Freud erkeğin hakimiyetine, kadının tabiyetine inanan, geniş aileye bağlı kalan ve katı püriten
ahlaki kurallara sahip ataerkil ideolojiyi korumuştu. Ayrıca üstatlarına da her zaman derin bir saygı duymuştu, çocuklarına bazı üstatlarının isimlerini vermesi bunu gösterir. Bir başka tipik özelliğiyse hazır cevap ve alaycı nüktedanlığı, Yahudilerle ilgili anekdotları sevmesiydi."
-Henri Ellenberger, Bilinçdışının Keşfi, Albaraka yayınları, syf: 405
"Freud'u yeni nevroz kuramına yönelten ikinci kişisel deneyim, Charcot'ya yaptığı ziyaretti; Charcot'nun travmatik felçlerle ilgili kanıt niteliğindeki gösterimlerini izlemiş, travmatik felçlerin hipnoz altında nasıl yeniden başlatıldığına tanık olmuştu.
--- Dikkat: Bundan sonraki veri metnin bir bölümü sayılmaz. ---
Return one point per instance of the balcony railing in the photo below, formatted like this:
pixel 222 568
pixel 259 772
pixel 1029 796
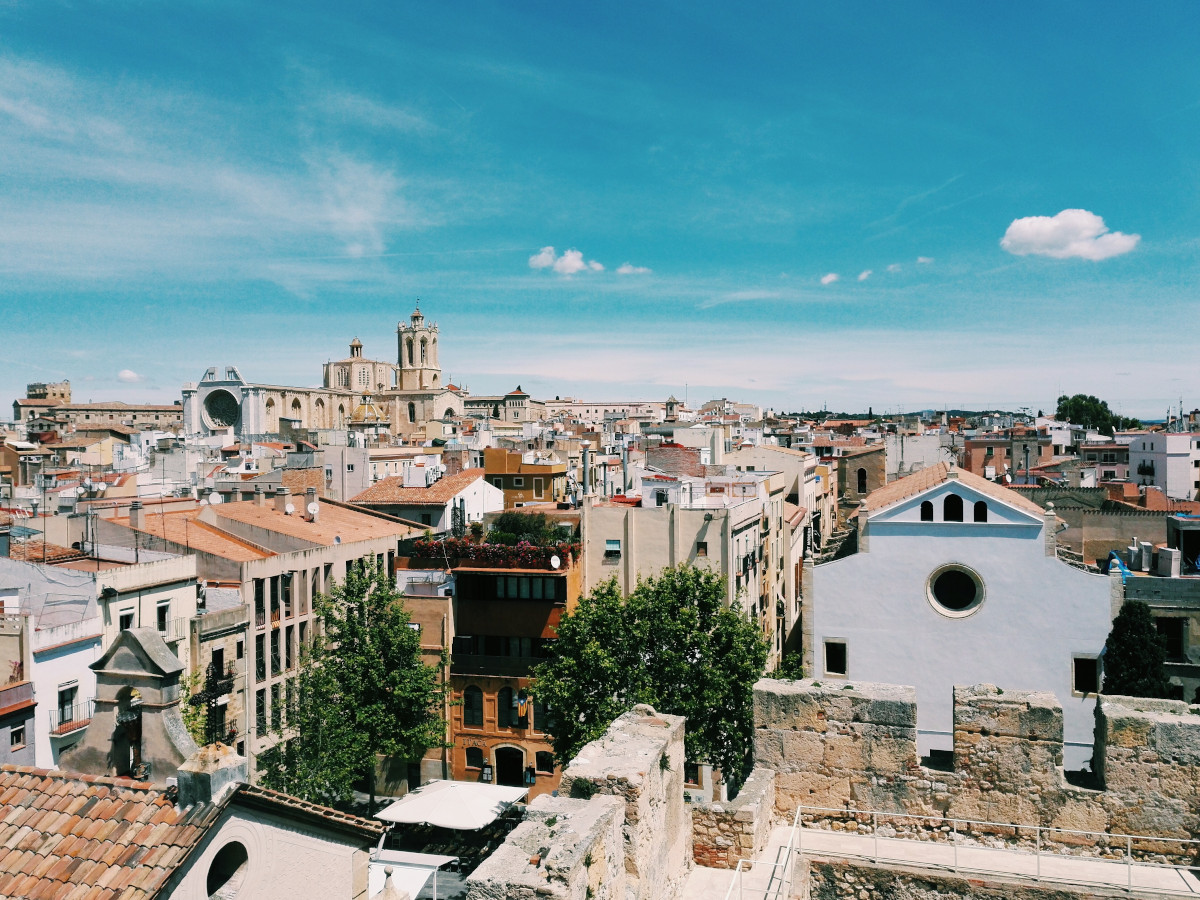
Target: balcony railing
pixel 69 719
pixel 16 693
pixel 507 666
pixel 173 629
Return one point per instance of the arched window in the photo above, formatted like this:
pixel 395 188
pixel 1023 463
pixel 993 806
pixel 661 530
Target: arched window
pixel 504 711
pixel 473 707
pixel 227 870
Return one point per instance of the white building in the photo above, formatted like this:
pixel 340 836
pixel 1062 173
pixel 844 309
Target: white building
pixel 1169 460
pixel 957 581
pixel 433 503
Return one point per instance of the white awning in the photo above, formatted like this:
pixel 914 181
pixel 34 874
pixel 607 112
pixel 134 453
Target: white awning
pixel 463 805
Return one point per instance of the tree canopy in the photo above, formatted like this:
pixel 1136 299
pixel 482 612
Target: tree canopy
pixel 672 643
pixel 1091 413
pixel 1134 654
pixel 363 690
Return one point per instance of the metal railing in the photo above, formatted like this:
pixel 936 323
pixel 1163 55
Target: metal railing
pixel 67 719
pixel 1030 850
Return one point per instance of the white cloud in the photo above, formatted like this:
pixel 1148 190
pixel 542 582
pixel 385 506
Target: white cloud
pixel 1072 233
pixel 628 269
pixel 571 262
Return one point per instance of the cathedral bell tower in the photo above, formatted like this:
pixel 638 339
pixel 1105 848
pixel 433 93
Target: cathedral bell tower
pixel 418 345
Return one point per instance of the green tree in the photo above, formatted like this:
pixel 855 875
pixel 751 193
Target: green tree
pixel 672 643
pixel 1092 413
pixel 363 690
pixel 1134 654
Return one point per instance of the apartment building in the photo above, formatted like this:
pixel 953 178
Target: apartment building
pixel 1168 460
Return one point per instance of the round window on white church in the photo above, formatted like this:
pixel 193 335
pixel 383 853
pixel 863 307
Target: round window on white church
pixel 955 591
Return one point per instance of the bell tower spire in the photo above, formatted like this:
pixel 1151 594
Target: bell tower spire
pixel 418 353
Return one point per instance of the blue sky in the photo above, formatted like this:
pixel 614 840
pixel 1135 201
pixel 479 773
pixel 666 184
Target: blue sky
pixel 185 185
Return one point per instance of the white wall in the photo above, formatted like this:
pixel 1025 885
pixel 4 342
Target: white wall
pixel 286 861
pixel 1037 612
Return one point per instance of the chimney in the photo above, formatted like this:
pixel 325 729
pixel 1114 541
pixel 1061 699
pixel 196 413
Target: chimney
pixel 208 773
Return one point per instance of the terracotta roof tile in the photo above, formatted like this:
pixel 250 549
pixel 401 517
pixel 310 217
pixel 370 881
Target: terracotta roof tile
pixel 87 837
pixel 391 491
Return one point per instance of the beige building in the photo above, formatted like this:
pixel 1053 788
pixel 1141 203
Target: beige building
pixel 279 553
pixel 739 526
pixel 401 396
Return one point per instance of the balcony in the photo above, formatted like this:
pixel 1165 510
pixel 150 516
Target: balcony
pixel 16 695
pixel 504 666
pixel 173 629
pixel 67 720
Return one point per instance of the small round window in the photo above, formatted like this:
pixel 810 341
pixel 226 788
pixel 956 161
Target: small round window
pixel 955 591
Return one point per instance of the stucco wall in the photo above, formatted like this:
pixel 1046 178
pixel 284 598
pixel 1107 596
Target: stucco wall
pixel 286 861
pixel 1036 615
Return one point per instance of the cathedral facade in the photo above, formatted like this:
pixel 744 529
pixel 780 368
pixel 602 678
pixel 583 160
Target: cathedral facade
pixel 405 394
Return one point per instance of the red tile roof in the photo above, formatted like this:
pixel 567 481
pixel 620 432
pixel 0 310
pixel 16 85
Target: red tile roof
pixel 66 835
pixel 391 491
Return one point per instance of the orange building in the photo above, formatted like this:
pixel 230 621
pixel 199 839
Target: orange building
pixel 531 477
pixel 505 611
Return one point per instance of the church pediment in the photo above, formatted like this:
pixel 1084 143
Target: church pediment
pixel 937 505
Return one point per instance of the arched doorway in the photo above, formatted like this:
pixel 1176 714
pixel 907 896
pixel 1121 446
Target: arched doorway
pixel 510 766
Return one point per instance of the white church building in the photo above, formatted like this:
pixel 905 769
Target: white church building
pixel 957 581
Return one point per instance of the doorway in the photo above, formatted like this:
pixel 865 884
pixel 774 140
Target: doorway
pixel 510 766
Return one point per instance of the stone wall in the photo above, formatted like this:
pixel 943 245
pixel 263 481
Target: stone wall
pixel 724 833
pixel 852 747
pixel 565 850
pixel 846 880
pixel 640 760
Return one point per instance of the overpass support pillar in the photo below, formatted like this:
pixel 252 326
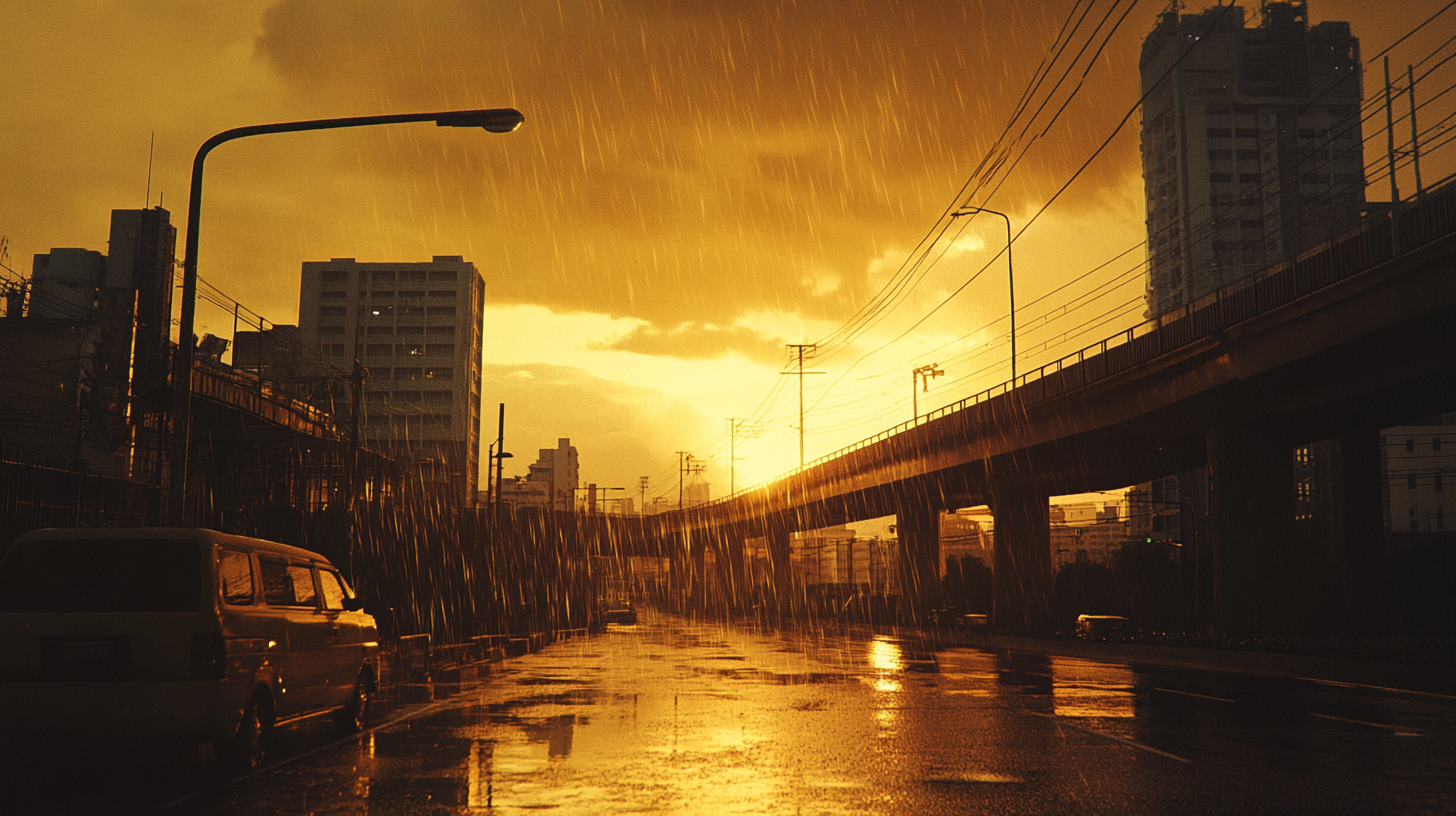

Bugün yaygın görüş, histerik hastalarla yapılan bu deneylerin hiçbir bilimsel değeri olmadığı yönündedir, çünkü bu tür telkine yatkın ve mitomanik deneklerle herkes her şeyi kanıtlayabilir. Yine de Anna O.'nun hikâyesiyie birlikte değerlendirildiğinde Freud'un psikanalizi yaratmasında teşvik edici bir rol oynamıştır."
-Henri Ellenberger, Bilinçdışının Keşfi, Albaraka yayınları, syf: 467
"Antropologlar arasında Claude Levi-Strauss çok eski bazı ilkel tıp kavramlarının modern dinamik psikiyatrinin bazı yeni kavramlarına temel benzerliğini vurgulamışlardır."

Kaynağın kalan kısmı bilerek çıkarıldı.